The Indian government on Tuesday (September 19) expelled a top Canadian diplomat, hours after Canada expelled an Indian diplomat following Trudeau's allegations.
The government summoned the High Commissioner of Canada and informed about its decision to expel the senior Canadian diplomat based in India.
The concerned diplomat has been asked to leave India within the next five days, reported India Today.
In a meeting on the sidelines of the G20 Summit, PM Modi had expressed his deep concerns to Justin Trudeau about the ongoing "anti-India activities" being carried out by "extremist elements" in Canada.
In Delhi on September 10, Trudeau, in a press conference, said that he and PM Modi had discussed Khalistani extremism and "foreign interference" during their meeting on the sidelines of the summit.
The relationship between Canada and the Khalistan movement, which advocates for an independent Sikh state, has been a source of controversy and diplomatic tension. Here's a timeline of key events and developments in Canada's association with Khalistan:
The Khalistan movement gains prominence in the Indian state of Punjab, leading to violent clashes with Indian security forces.
1984: Operation Blue Star, an Indian military operation against militants inside the Golden Temple in Amritsar, Punjab, further escalates tensions.
1985: The Air India Flight 182 bombing, attributed to Khalistani militants, results in the loss of 329 lives, marking one of the deadliest acts of aviation terrorism at the time. Some suspects in the case had connections to Canada.
Early 1990s: Sikh refugees from Punjab migrate to Canada seeking asylum, contributing to the growth of the Sikh community in the country.
2007: The Khalistan flag is raised at a Sikh temple in British Columbia, leading to protests and concerns from the Indian government.
2018: Canadian Prime Minister Justin Trudeau's visit to India is marked by controversy over his government's alleged mishandling of a convicted Khalistani militant, Jaspal Atwal, attending official events.
2018: Punjab Chief Minister Amarinder Singh presents a list of wanted Khalistani militants to Trudeau, including references to their presence in Canada.
2018: Trudeau's cabinet member, Amarjeet Sohi, faces scrutiny over alleged links to Khalistani extremists.

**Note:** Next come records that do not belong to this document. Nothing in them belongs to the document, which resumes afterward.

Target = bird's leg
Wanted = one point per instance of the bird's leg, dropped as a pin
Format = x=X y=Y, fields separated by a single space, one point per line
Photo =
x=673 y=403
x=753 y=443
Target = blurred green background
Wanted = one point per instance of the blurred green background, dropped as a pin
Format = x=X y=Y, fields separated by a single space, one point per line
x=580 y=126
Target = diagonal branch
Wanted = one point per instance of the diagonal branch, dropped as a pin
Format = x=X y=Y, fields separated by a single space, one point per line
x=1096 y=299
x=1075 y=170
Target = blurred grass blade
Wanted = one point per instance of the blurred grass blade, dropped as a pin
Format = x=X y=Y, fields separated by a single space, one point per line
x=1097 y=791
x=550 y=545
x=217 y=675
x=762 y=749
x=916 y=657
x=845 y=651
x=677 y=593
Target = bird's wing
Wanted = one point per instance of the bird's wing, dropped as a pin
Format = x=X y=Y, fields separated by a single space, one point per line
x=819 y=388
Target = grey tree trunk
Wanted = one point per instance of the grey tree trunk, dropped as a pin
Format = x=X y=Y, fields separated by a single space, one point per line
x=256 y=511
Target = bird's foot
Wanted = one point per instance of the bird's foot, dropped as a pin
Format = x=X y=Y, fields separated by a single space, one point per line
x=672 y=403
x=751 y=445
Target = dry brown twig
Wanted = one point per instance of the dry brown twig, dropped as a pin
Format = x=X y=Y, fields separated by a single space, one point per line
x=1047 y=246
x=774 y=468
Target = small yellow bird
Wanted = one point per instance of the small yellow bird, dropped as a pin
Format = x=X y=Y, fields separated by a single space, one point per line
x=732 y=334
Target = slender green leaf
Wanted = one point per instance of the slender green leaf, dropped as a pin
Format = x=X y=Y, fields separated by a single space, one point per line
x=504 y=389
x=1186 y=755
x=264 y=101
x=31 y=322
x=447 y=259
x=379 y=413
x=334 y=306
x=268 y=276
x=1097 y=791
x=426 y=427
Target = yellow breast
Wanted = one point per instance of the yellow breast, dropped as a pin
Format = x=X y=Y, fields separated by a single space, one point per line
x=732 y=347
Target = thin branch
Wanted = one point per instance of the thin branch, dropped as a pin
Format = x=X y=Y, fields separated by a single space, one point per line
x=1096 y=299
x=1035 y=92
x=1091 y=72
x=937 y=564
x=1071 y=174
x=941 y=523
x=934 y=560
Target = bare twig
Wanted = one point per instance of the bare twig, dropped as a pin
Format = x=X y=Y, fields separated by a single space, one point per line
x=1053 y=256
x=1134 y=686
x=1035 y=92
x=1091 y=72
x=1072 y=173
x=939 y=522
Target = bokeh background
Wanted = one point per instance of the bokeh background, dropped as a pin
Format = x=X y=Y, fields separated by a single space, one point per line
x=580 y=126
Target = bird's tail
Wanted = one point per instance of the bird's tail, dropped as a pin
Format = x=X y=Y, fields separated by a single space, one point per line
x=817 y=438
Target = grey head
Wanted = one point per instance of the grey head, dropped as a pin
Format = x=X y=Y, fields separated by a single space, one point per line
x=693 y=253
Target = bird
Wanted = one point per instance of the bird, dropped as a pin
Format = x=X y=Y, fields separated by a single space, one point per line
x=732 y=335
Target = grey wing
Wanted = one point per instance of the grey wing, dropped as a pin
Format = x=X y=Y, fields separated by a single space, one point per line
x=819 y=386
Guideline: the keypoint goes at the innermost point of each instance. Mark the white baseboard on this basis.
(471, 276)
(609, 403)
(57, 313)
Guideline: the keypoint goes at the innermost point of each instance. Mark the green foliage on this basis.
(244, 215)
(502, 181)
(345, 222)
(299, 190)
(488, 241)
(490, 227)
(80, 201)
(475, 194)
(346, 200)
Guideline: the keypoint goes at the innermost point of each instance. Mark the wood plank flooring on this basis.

2020: The Indian government designates Hardeep Singh Nijjar, a Canadian citizen and alleged Khalistani militant, as a terrorist.
June 2023: Hardeep Singh Nijjar, a prominent Khalistani activist, is shot and killed outside a gurdwara in Surrey, Canada.
September 2023: Canadian Prime Minister Trudeau accuses India of potential involvement in Nijjar's killing, sparking a diplomatic dispute between the two countries.
September 2023: Canada expels a high-ranking Indian diplomat.
September 2023: In response, India also expels a Canadian diplomat.
The relationship between Canada and the Khalistan movement continues to be a subject of debate and discussion in both countries and beyond.